Butterfly dispersal and hilltopping
When individuals disperse they often use corridors, which we tend to think of as linear features on the landscape. However, corridors can also be present in patterns we don't expect. These so-called virtual corridors can appear when landscape features that appear unimportant to us influence individual behavior. In many butterfly species, individuals move uphill to congregate and find mates, a behavior called hill topping. We will use the hill topping model concept of Pe'er et al. (2005)* to explore this phenomenon in butterflies, using a simple agent based model we will write in R.
Model overview
Purpose: The model will be to explore questions about virtual corridors. Under what conditions do the interactions of butterfly hillgopping behavior and landscape topography lead to the emergence of virtual corridors? (We will define these as narrow paths along which many butterflies move.)
Entities, state variables, and scales: The model has two entities: butterflies and square patches of land. The total landscape is comprised of 150x150 patches, and each patches has one state variable (elevation). Butterflies are characterized by their location on the landscape. (We will describe butterflies by combinations of X and Y coordinates.) Simulations last for 500 time steps and each step is the time it takes for a butterfly to move through one patch.
Process overview: The basic principle addressed by this model is the concept of virtual corridors. This concept is addressed by seeing when corridors emerge from two parts of the mode: the adaptive movement behavior and the landscape they move through. This adaptive behavior is modeled via a simple empirical rule that reproduces the behavior observed in real life: moving uphill. Sensing is important in the model. We assume butterflies can identify which nearby patch has the highest elevation. Stochasticity is used to represent variability in movement that are too complex to represent mechanistically.
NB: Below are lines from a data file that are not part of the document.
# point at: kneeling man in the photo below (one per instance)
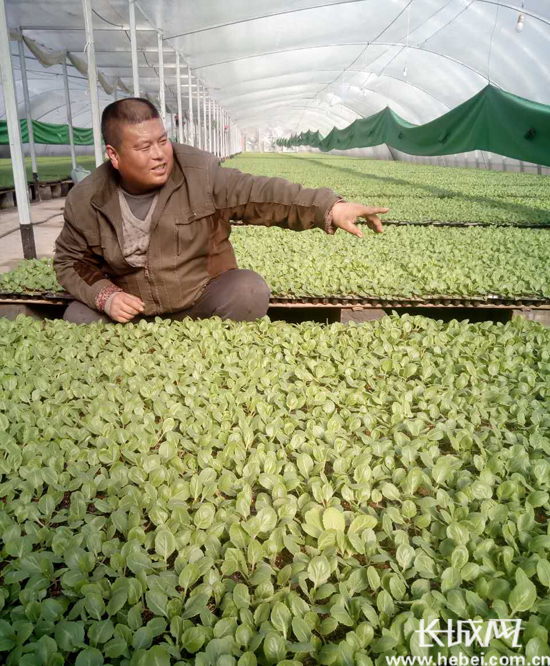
(147, 233)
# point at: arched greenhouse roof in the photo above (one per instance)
(288, 67)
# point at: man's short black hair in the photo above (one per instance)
(131, 110)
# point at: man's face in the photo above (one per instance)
(144, 157)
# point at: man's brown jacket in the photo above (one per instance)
(190, 229)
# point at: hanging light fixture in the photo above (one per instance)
(521, 18)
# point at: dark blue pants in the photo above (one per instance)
(238, 294)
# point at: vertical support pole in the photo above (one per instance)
(162, 95)
(210, 126)
(199, 122)
(14, 134)
(216, 131)
(28, 113)
(178, 89)
(92, 81)
(224, 133)
(69, 113)
(205, 127)
(133, 42)
(191, 121)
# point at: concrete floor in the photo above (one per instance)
(48, 218)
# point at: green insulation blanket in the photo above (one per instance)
(492, 120)
(49, 134)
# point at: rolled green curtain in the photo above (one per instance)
(493, 120)
(50, 134)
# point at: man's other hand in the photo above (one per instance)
(124, 307)
(345, 215)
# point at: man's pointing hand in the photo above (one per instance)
(345, 215)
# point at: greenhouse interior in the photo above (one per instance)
(225, 443)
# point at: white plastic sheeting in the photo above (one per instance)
(286, 66)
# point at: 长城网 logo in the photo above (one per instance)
(468, 632)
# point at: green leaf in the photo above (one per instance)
(165, 543)
(524, 594)
(89, 657)
(267, 519)
(333, 519)
(69, 635)
(301, 629)
(156, 602)
(101, 632)
(195, 605)
(543, 572)
(274, 647)
(281, 618)
(95, 605)
(142, 638)
(193, 639)
(241, 596)
(157, 656)
(318, 570)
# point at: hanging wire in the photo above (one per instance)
(407, 51)
(392, 22)
(491, 44)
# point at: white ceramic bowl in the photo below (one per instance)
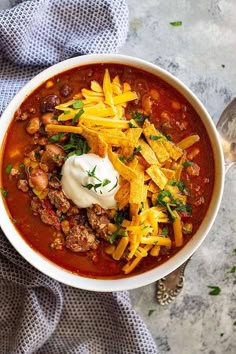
(66, 277)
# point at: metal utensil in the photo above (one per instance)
(169, 287)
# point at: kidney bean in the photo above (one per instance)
(65, 90)
(38, 179)
(33, 125)
(47, 118)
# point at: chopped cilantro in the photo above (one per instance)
(165, 198)
(77, 104)
(139, 117)
(91, 173)
(233, 269)
(186, 231)
(150, 312)
(8, 168)
(55, 138)
(176, 23)
(157, 138)
(187, 163)
(77, 116)
(4, 192)
(215, 290)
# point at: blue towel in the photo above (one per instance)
(38, 314)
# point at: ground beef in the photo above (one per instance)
(81, 239)
(54, 182)
(14, 172)
(60, 201)
(78, 219)
(35, 204)
(22, 184)
(99, 220)
(49, 217)
(59, 242)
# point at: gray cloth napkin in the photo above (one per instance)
(38, 314)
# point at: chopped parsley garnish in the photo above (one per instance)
(55, 138)
(77, 145)
(187, 163)
(131, 125)
(166, 199)
(105, 182)
(77, 116)
(8, 168)
(215, 290)
(176, 23)
(233, 269)
(4, 192)
(92, 173)
(77, 104)
(179, 184)
(139, 117)
(157, 138)
(150, 312)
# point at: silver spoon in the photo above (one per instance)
(169, 287)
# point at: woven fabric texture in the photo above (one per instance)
(38, 314)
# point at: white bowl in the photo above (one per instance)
(66, 277)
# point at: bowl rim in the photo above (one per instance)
(107, 285)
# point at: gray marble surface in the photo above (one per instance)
(201, 53)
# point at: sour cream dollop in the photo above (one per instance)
(90, 179)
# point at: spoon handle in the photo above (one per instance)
(168, 288)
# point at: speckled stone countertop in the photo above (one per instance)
(201, 53)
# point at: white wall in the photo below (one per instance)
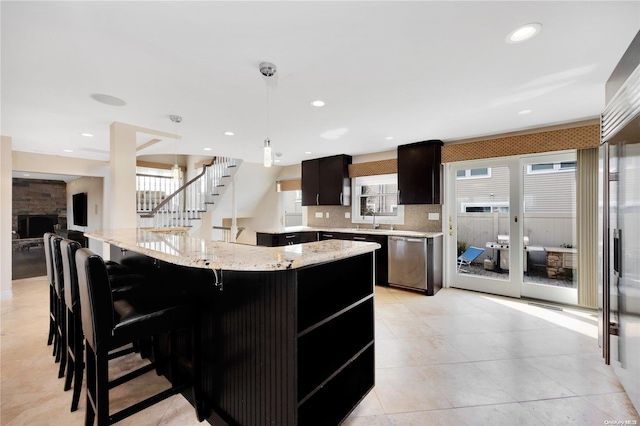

Initialization: The topography of the landscape is initialized when the model starts. We will use an artificial topography. The butterflies are initialized by creating 500 of them and setting their initial location to a single patch.
Input Data: There is no input data.
Subroutine: The movement subroutine defines exactly how butterflies decide whether to move uphill or randomly. This function first says to move to a neighbor patch that has the heist election. If two or more are the same, the butterfly moves randomly. Neighbor patches are the eight patches that share an edge with the occupied patch. The decision to move uphill or randomly is controlled by a parameter that ranges from 0-1 and reflects the probability of moving uphill. If a random draw for a focal individual is greater than the variable set for the simulation, the individual moves uphill. Otherwise, it moves randomly.
*This idea is straight out of Railsback and Grimm, with a couple modifications implemented here.
Assignment details
Each student will code and run their own version of the model described above. We will work on some components in class, but you will need to combine and debug your code outside of class. It will also be really important to understand how the code we talk about works or it will make the process of writing your own model (which we will do for the second coding assignment) very difficult. The model should have the following general steps:
- Set up script for finding saved functions, outputs, and needed libraries. This will include setting your working and output directories and sourcing your scripts.
- Define parameters needed to run your model. Each parameter should have a comment describing what that variable controls and (if needed) the range of values the parameter can take. It is also a good idea to note if some variables should be decimals, integers, etc.
- Initialize the landscape. This should be done with a function that returns a landscape of variable size patches. Each patch should have an assigned elevation and there should be a single peak. The elevation should roughy decrease from the peak point, with some variance allowed.
- Initialize and move individuals on the landscape. Each individual should be randomly assigned a starting location, defined by an X and Y coordinate.
- Move individuals up to a specified number of steps. Movement at each step will be based on the probability of it moving to a higher elevation patch or moving randomly to an adjacent patch, and this should be controlled by a function. Once the individual reaches the peak area of the landscape, it does not leave the peak. Hint: for some coders, it may be simpler to iterate over individuals. This isn't the most efficient way to run the model but will help you learn how to code and run so is completely fine for this project.
- Extract needed information from simulation. We want to know if cryptic corridors emerge from this simulation. Typically, we would address this statistically, but since this is meant to be an illustrative example it is ok to do this graphically.
- Turn in a link to your GitHub repository for this project. The readme for your project repository should tell me how to run your code and explain if your code suggest a cryptic corridor emerges or not. You should also note where in your repository any needed figures are from your simulation that back up your assertion.